Consumers fail to make connection between recycling and its role in providing feedstock for new products
Carton Council survey shows one-third of consumers have increased recycling during pandemic
Immediately following the threat of shutdowns and the beginning of quarantines as a result of the coronavirus pandemic, consumers experienced shortages of paper products, such as toilet paper and paper towels. Despite the widespread shortages and attention they received, new research reveals that most consumers fail to make the connection between their recycling of paper at home and its value in providing feedstock to help make new products.
The good news is regardless, residents report they are keeping up their recycling during the pandemic. According to a national survey conducted last month by the Carton Council of North America, almost one-third of consumers (29%) report they have been recycling more during the pandemic and 56% have been recycling the same.
While promising, especially as the industry worked to maintain recycling programs when possible, the survey also revealed that consumers don't understand the impact between recycling and the new products created.
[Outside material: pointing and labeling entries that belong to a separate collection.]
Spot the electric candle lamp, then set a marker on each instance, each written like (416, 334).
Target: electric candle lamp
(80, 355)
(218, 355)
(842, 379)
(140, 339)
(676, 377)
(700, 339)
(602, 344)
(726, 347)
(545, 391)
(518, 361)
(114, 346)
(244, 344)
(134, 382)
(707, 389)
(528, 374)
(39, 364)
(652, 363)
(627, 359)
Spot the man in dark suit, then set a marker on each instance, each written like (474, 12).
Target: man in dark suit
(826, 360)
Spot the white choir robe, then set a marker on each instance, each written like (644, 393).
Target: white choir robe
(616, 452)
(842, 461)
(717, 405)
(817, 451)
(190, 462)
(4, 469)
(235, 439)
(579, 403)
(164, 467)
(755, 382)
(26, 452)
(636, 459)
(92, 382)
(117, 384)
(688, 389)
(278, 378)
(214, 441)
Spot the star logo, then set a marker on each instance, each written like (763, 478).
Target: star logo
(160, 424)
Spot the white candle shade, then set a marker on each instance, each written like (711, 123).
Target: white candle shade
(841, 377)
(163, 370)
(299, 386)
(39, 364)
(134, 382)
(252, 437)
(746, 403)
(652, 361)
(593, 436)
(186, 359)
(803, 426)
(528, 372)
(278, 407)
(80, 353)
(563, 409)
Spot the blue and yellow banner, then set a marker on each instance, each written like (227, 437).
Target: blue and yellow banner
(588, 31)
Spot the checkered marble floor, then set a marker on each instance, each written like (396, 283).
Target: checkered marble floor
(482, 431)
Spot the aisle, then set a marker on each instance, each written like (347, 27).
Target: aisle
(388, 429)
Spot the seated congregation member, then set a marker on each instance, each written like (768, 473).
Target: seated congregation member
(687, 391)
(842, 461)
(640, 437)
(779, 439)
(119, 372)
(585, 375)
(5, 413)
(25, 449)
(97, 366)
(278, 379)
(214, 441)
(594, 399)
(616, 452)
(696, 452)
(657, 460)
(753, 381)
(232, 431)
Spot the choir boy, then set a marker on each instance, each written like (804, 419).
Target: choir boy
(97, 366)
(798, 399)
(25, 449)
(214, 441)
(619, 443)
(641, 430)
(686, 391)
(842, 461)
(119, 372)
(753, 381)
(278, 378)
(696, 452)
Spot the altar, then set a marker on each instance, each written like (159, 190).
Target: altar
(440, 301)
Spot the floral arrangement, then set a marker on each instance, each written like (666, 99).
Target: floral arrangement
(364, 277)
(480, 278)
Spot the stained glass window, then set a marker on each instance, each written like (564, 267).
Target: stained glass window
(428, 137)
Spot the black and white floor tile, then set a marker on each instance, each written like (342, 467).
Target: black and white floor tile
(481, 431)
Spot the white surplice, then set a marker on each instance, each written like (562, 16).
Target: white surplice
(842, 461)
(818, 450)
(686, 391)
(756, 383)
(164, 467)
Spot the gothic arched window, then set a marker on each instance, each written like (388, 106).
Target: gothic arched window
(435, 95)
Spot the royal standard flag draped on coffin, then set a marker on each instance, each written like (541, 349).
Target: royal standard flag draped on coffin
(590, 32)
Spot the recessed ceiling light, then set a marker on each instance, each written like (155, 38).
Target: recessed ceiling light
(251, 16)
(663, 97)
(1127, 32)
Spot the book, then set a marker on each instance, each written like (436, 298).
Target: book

When asked how much impact recycling at home has on helping with paper shortages, 33% of consumers reported they thought recycling might have some impact on helping with the shortages, but they were not sure how much it really helped. While 18% felt recycling had no impact at all on alleviating shortages, 13% were unsure and had not thought about the connection.
Food and beverage cartons, made mainly of paper, are a recyclable material that provides needed feedstock for paper mills to create new paper products.